Cheating remains an ongoing challenge for Call of Duty - an inevitable consequence of its massive popularity and free-to-play battle royale model. While cheating occurs across platforms, Activision acknowledges PC faces greater issues (though noting deaths often attributed to cheating may instead involve legitimate tactical advantages). Some console players disable crossplay entirely to avoid potential encounters with PC cheaters.

"As a PC player...I understand this change but dislike it," commented Reddit user exjr_. "I'm hoping queue times remain reasonable long-term so I don't need to switch to PS5 for optimal play."

"This effectively kills PC play," tweeted @GKeepnclassy. "Legitimate PC players are being punished - this solution misses the mark completely."

"Matchmaking already struggles to fill PC lobbies due to SBMM," noted @CBBMack. "This will absolutely make it worse. Time to dust off my console."

Many PC players argue Activision should strengthen anti-cheat measures rather than implement solutions that potentially isolate their platform. "Maybe they should focus on fixing anti-cheat instead of segregating PC players," suggested Reddit user MailConsistent1344.

Activision has invested heavily in combating cheating infrastructure, achieving several major victories recently. In March, prominent cheat provider Phantom Overlay unexpectedly shut down. Last month saw four additional cheat services disabled ahead of Warzone's highly anticipated Verdansk revival.

However, this remains an ongoing challenge that may never have a perfect solution. Activision promises enhanced anti-cheat technology with Season 3, though whether PC players notice meaningful improvements - especially with Verdansk's return likely boosting player counts - remains uncertain.

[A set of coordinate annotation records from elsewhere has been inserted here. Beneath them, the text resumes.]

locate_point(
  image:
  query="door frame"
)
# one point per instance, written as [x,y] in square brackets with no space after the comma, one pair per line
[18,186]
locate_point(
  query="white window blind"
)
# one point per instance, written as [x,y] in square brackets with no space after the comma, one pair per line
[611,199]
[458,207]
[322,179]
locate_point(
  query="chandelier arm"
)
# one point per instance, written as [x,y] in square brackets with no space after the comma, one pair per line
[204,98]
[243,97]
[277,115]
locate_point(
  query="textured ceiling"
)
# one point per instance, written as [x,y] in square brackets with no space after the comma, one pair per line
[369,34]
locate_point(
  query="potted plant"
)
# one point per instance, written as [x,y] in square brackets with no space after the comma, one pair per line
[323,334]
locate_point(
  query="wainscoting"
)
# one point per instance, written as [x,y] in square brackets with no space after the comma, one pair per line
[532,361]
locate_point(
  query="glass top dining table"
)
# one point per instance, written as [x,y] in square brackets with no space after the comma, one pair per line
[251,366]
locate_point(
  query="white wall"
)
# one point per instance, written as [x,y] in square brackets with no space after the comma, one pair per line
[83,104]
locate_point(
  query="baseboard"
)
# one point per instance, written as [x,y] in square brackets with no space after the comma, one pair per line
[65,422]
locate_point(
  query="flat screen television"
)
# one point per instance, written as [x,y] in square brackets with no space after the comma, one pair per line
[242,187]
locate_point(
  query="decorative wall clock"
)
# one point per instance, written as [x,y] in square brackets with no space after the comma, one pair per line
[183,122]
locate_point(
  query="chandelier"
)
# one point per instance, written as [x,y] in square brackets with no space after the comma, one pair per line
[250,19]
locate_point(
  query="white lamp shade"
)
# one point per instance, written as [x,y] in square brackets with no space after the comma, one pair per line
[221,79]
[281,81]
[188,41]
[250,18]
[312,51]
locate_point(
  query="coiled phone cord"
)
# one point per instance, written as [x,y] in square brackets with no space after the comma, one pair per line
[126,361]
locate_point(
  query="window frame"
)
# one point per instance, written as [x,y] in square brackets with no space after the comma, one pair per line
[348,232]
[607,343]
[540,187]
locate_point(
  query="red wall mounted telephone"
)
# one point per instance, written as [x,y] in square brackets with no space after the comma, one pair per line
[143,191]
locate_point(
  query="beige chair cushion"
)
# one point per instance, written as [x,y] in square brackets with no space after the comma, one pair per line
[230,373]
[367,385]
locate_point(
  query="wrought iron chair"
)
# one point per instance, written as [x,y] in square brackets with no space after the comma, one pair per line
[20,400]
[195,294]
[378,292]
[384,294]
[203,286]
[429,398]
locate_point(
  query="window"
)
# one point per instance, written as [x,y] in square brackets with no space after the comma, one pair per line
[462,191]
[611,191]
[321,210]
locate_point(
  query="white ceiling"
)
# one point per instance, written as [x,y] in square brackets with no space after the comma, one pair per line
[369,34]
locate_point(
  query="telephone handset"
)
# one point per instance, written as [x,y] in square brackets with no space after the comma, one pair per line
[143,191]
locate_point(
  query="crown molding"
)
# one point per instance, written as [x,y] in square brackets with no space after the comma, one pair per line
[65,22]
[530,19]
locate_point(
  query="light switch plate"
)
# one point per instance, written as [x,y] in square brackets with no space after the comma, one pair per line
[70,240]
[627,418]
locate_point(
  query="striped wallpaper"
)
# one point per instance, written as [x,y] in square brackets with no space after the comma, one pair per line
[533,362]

Many observers note that casual console players - who represent Call of Duty's largest audience - may never engage with these new settings. Most players simply jump into matches without adjusting configurations or reading patch notes.

Call of Duty content creator TheXclusiveAce addressed these concerns publicly:

"Many PC players fear this will make niche modes unplayable or increase wait times," TheXclusiveAce explained. "In reality, PC players will still access the largest matchmaking pool since most players won't change defaults."

"Players opting for console-only crossplay are deliberately shrinking their matchmaking pool - but now that choice is finally available for public matches. Many of us welcome this tradeoff."

As Season 3 arrives, the community awaits concrete data on how these changes actually affect matchmaking dynamics across platforms.